CHARLESTON, S.C. (WCIV) -- A bill that would provided parents of middle school students information on a cancer-causing virus and even free vaccines has been vetoed.
Gov. Nikki Haley vetoed the bill, saying she doesn't want the government putting out information on a vaccine parents should discuss with their family doctors.
The bill would allow informational brochures on the vaccine for human papillomavirus, known as HPV, to be provided to parents of sixth-graders. Parents could choose to have their seventh-graders receive the vaccine. The bill specifies that the brochures and free vaccines depend on funding.
Regardless of the fight over the bill, doctors say HPV is a threat and something with which everyone should become better informed.
"Getting the vaccine is a great idea," said Dr. Edmund Rhett of Rhett Women's Center. "Should it be mandatory, I don't have the answer to that. Would I recommend it to every patient that walks in, yes."
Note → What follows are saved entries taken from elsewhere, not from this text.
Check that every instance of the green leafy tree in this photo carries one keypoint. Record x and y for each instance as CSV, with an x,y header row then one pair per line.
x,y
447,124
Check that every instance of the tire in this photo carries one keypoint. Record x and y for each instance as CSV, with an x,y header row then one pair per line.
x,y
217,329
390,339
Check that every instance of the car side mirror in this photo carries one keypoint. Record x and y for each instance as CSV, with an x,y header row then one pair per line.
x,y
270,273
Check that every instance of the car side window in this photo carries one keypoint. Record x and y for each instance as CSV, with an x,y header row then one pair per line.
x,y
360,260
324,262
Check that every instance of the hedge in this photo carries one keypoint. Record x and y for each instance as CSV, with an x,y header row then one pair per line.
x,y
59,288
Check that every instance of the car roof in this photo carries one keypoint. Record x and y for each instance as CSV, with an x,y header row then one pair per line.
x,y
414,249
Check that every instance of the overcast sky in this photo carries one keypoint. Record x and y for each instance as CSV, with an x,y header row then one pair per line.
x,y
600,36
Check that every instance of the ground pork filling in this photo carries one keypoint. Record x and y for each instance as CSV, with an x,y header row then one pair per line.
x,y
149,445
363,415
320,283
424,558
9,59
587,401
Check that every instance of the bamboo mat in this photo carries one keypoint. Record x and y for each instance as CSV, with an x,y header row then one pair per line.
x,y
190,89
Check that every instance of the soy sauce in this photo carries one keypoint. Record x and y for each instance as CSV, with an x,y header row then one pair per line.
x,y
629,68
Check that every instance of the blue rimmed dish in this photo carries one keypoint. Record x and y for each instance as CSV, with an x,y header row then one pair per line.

Dr. Rhett says HPV vaccinations impact cervical cancer cases in a big way. He says the number of cervical cancer cases is down 70 percent. Similarly, he says about 70 percent of cervical cancer cases begin with HPV.
"Still in this country, 12,000 women a year end up with cervical cancer and 4,000 of those women will die of cervical cancer every year. Once it gets there, it is a very hard to treat disease," Dr. Rhett said.
In addition to cervical cancer, HPV can cause a whole host of issues, including but not limited to venereal warts. Rhett said there are hundreds of versions of the virus -- the vaccine protects from exposure to the main strains.
"We find a new one every other week or so," Dr. Rhett said.
Rep. Bakari Sellers supports the bill says Haley's using political jargon to put politics ahead of women's health.
* The Associated Press contributed to this report.